À en croire certains parlementaires et praticiens, pour remédier à la problématique des malades psychiques en prison, il faudrait construire davantage d’unités hospitalières spécialement aménagées (UHSA). Le salut réside-t-il réellement dans ces « hôpitaux-prison » ? Zoom sur un dispositif hybride qui, s’il apporte une indéniable amélioration de la prise en charge des détenus souffrant de troubles psychiques, soulève d’importantes questions sociétales et éthiques.

La situation d’incurie dans laquelle se trouvent de nombreuses personnes détenues souffrant de troubles mentaux est un fait que nul ne peut contester. Devant ce constat, le groupe de travail de l’Assemblée nationale chargé de réfléchir à la prise en charge des détenus souffrant de troubles psychiatriques recommandait tout récemment, dans la foulée du Sénat (1), de lancer une seconde vague de construction d’unités hospitalières spécialement aménagées (UHSA), pour aboutir à un total de dix-sept, soit plus de 700 places. On en compte aujourd’hui neuf dans l’Hexagone – aucune en Outre-Mer : 440 places au total, pour près de 70 000 détenus.

Créées en septembre 2002 par la loi Perben I, les UHSA sont dédiées à la prise en charge des personnes détenues dont l’état psychique nécessite une hospitalisation à temps complet, que ce soit en soins libres ou sur décision du représentant de l’État (SDRE) (2). « Avant les UHSA, les personnes dont l’état était jugé incompatible avec la détention étaient sorties de prison sous le régime de l’hospitalisation d’office et prises en charge en établissement de santé mentale selon les modalités de l’article D398 », explique la sociologue Camille Lancelevée, spécialiste des pratiques de santé mentale en milieu carcéral. Problème : dans de nombreux hôpitaux, les patients venant de prison étaient, sur la seule foi de leur statut de détenus, perçus comme dangereux ou présentant un risque d’évasion. Ils étaient donc systématiquement placés dans des chambres d’isolement (sans mobilier, fermées à clef, avec seulement un matelas par terre, et parfois aucun point d’eau, ni toilettes) ou orientés vers des unités pour malades difficiles – même si ce type de traitement n’était pas nécessaire d’un point de vue clinique et risquait d’aggraver la pathologie. « La création des UHSA était censée permettre d’en finir avec ces pratiques. Mais malgré une baisse sensible de ce type d’hospitalisation, on se rend compte aujourd’hui que les UHSA ne s’y substituent pas totalement », poursuit la sociologue. Les hospitalisations en établissement psychiatrique restent même supérieures à celles en UHSA (3).

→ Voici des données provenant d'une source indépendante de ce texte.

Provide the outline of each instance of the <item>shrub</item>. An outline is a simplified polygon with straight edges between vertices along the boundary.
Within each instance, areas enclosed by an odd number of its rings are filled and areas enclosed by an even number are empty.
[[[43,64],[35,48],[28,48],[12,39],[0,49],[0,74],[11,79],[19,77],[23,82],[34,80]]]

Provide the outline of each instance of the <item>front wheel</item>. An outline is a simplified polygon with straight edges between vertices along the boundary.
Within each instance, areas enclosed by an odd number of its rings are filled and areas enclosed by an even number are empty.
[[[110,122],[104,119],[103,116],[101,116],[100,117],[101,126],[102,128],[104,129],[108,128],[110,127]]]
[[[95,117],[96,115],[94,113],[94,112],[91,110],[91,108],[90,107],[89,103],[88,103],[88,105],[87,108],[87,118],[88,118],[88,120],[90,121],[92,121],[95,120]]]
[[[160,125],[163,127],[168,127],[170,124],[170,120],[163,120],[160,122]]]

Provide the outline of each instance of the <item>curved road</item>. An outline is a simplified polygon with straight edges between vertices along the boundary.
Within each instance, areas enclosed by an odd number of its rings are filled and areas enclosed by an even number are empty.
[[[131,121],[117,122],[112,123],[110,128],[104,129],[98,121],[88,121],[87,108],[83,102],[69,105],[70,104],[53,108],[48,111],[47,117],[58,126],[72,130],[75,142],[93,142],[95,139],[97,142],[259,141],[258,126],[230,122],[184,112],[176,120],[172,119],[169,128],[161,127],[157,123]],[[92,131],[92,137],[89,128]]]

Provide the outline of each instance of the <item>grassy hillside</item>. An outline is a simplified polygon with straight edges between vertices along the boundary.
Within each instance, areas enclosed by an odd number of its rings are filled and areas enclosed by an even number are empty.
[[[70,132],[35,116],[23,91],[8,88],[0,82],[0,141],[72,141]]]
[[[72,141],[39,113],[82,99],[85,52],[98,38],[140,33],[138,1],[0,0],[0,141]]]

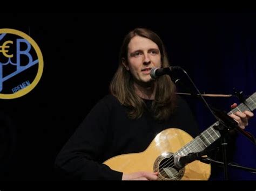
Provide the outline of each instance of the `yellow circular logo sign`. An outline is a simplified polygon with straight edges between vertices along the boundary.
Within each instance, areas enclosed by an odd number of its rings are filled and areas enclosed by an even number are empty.
[[[21,97],[37,84],[43,59],[36,43],[23,32],[0,29],[0,98]]]

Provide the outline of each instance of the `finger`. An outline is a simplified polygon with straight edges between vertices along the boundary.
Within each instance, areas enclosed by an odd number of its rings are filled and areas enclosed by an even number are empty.
[[[244,114],[246,115],[246,116],[248,119],[250,119],[251,117],[253,117],[253,116],[254,115],[252,112],[247,110],[244,111]]]
[[[149,180],[157,180],[157,174],[156,173],[147,173],[144,172],[144,176],[146,178]]]
[[[231,114],[230,116],[233,118],[233,119],[238,123],[238,125],[240,128],[242,129],[245,129],[245,126],[242,122],[242,119],[240,117],[234,114]]]
[[[242,122],[242,126],[244,126],[245,127],[248,125],[248,119],[245,114],[237,111],[235,115],[241,118],[241,121]]]
[[[237,103],[234,103],[233,104],[232,104],[231,106],[231,108],[232,109],[234,109],[235,108],[236,108],[237,107]]]

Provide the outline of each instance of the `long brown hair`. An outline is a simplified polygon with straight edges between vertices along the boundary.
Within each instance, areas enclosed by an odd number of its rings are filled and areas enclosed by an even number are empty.
[[[125,37],[119,57],[119,66],[110,85],[110,93],[115,96],[122,104],[129,109],[128,117],[131,119],[142,117],[146,104],[135,93],[133,80],[129,70],[122,64],[122,58],[127,60],[128,45],[136,36],[148,38],[158,46],[161,54],[161,67],[169,66],[167,56],[164,44],[159,37],[153,31],[143,28],[135,29]],[[159,121],[166,120],[175,108],[176,90],[175,84],[168,75],[163,75],[156,80],[155,99],[152,105],[154,117]]]

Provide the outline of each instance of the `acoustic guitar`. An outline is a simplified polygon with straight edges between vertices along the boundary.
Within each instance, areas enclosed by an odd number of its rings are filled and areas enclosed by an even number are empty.
[[[228,114],[256,109],[256,93],[248,97]],[[176,162],[190,153],[202,152],[220,137],[214,129],[216,122],[194,139],[185,131],[170,128],[159,133],[143,152],[122,154],[111,158],[104,164],[111,169],[124,173],[139,171],[158,172],[159,180],[207,180],[211,165],[195,160],[182,168]]]

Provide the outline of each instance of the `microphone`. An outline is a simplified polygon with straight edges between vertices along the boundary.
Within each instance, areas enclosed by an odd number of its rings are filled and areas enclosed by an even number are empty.
[[[179,66],[170,66],[166,68],[152,68],[150,70],[150,76],[153,79],[156,79],[163,75],[170,74],[173,69],[180,69]]]
[[[187,164],[193,162],[194,160],[200,160],[201,156],[206,154],[205,151],[202,151],[196,153],[188,153],[185,156],[178,156],[174,158],[174,165],[179,168],[184,168]]]

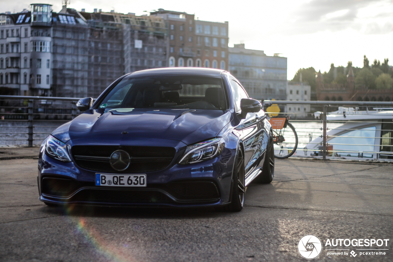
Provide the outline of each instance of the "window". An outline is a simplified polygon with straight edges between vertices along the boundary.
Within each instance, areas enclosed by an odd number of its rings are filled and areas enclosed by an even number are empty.
[[[32,52],[50,52],[50,42],[48,41],[32,41]]]
[[[220,63],[220,68],[223,70],[225,70],[225,62],[224,61],[221,61]]]
[[[224,38],[221,39],[221,47],[224,47],[224,48],[226,47],[226,44],[225,44],[226,42],[226,41],[225,41],[225,39],[224,39]]]
[[[222,27],[221,28],[221,35],[226,36],[226,28]]]
[[[206,35],[210,34],[210,26],[205,26],[205,33]]]
[[[213,46],[217,47],[219,46],[218,40],[215,37],[213,37]]]
[[[175,66],[174,64],[174,57],[173,56],[171,56],[169,57],[169,67],[174,67]]]
[[[203,26],[201,24],[197,24],[195,28],[195,33],[201,34],[203,33]]]
[[[206,46],[210,46],[210,39],[209,38],[205,37],[205,45]]]
[[[231,89],[235,100],[235,109],[237,112],[240,111],[240,101],[242,98],[248,98],[248,96],[241,86],[235,80],[231,80]]]
[[[213,60],[213,68],[217,68],[217,60]]]

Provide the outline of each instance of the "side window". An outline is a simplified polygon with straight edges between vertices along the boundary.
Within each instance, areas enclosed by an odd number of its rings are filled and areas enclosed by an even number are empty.
[[[240,111],[240,100],[242,98],[248,98],[248,96],[241,86],[234,80],[231,80],[231,89],[235,100],[235,110],[238,112]]]

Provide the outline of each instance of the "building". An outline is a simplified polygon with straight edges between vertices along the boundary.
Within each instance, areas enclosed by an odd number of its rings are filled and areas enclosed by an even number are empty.
[[[320,70],[317,74],[317,100],[332,101],[393,101],[391,89],[371,89],[365,87],[355,88],[355,76],[350,67],[347,75],[347,83],[326,84]]]
[[[286,100],[293,101],[307,101],[310,100],[311,87],[303,82],[288,81],[286,87]],[[310,106],[306,105],[287,105],[285,112],[292,113],[292,118],[304,118],[310,111]]]
[[[194,15],[160,9],[168,28],[169,67],[195,66],[228,70],[228,22],[196,20]]]
[[[286,98],[286,57],[247,49],[244,44],[229,48],[229,53],[228,69],[250,97],[259,100]]]

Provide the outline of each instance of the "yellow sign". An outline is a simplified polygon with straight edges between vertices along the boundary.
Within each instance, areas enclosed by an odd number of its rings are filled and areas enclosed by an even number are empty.
[[[275,99],[273,98],[272,100],[272,101],[274,100],[275,100]],[[270,112],[273,112],[273,113],[279,113],[280,108],[278,107],[278,105],[277,105],[277,104],[273,104],[273,105],[272,105],[272,106],[269,107],[268,107],[266,109],[266,112],[269,112],[269,113],[270,113]],[[269,114],[273,116],[276,116],[278,115],[278,114],[274,114],[274,113],[273,114],[269,113]]]

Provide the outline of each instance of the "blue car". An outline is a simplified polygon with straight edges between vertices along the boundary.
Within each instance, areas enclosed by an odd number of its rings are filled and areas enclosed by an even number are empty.
[[[271,126],[225,71],[134,72],[77,106],[84,113],[41,146],[39,199],[48,205],[239,211],[252,181],[273,179]]]

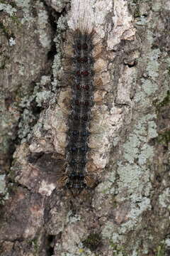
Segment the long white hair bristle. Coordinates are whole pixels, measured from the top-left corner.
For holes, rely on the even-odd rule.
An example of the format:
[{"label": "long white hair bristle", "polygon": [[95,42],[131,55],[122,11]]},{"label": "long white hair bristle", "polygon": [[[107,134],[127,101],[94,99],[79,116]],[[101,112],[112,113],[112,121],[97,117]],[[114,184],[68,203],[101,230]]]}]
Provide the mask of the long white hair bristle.
[{"label": "long white hair bristle", "polygon": [[72,30],[91,31],[94,26],[94,0],[72,0],[68,25]]}]

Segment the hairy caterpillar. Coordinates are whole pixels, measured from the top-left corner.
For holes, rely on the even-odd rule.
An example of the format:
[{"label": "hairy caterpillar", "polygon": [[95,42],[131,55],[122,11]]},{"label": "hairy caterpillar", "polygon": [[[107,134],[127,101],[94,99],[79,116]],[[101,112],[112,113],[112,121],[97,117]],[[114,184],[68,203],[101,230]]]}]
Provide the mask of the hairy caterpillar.
[{"label": "hairy caterpillar", "polygon": [[[79,8],[77,4],[74,6]],[[56,151],[64,155],[60,161],[60,171],[56,174],[58,186],[66,188],[74,197],[97,183],[91,153],[98,149],[95,146],[94,149],[89,141],[91,135],[98,133],[96,127],[91,126],[91,120],[96,118],[93,110],[96,103],[102,103],[98,91],[104,92],[97,76],[103,67],[97,63],[102,46],[92,23],[88,21],[86,9],[84,10],[84,17],[74,16],[73,26],[65,36],[62,90],[56,119],[52,120],[55,144],[57,145]],[[74,10],[74,14],[78,13]],[[96,90],[98,93],[95,95]],[[59,151],[60,146],[61,151]],[[52,169],[55,164],[59,166],[57,156],[54,154],[40,156],[36,165],[42,169],[40,163],[46,159],[50,163],[48,169],[50,165]]]}]

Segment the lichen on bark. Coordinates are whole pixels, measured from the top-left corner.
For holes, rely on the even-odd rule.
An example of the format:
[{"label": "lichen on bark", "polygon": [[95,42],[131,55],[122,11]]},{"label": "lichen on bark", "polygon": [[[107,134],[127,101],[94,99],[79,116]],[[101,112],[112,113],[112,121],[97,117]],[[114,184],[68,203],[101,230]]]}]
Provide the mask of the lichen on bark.
[{"label": "lichen on bark", "polygon": [[108,69],[91,142],[101,146],[99,183],[74,199],[56,180],[69,97],[62,57],[72,17],[82,16],[76,2],[0,0],[1,255],[168,256],[169,4],[78,1],[89,2]]}]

Un accès inégal suivant la prison d’origine

La persistance de ces pratiques s’explique, dans certains lieux, par l’insuffisance du nombre de lits en UHSA (60 pour 13 000 détenus en Île-de-France), mais aussi par les longues distances qui séparent certains établissements pénitentiaires de l’unité dont ils dépendent, et qui sont rarement pleines à 100 % – le taux moyen d’occupation était de 80 % en 2014 (4). La prison de Villenauxe-la-Grande, dans l’Aube, est par exemple rattachée à l’UHSA d’Orléans, dans le Loiret. « C’est à deux ou trois heures de route. Alors en cas d’urgence, on envoie plutôt à l’hôpital de proximité », reconnaît Bérénice Vannesson, psychologue au centre de détention. D’autant que les moyens dévolus par l’administration pénitentiaire (AP) aux équipes d’escortes dédiées aux UHSA sont bien souvent insuffisants. Résultat : il est quasiment impossible pour les UHSA de répondre à des demandes d’admission en urgence. Dans le cas où cela implique un changement de département, la lourdeur des procédures administratives ne fait que ralentir encore un peu plus les délais de prise en charge, si bien qu’il faut compter de 48 heures à quinze jours entre la date de la demande et l’hospitalisation (5) – certains praticiens évoquent mêmes des délais supérieurs à un mois.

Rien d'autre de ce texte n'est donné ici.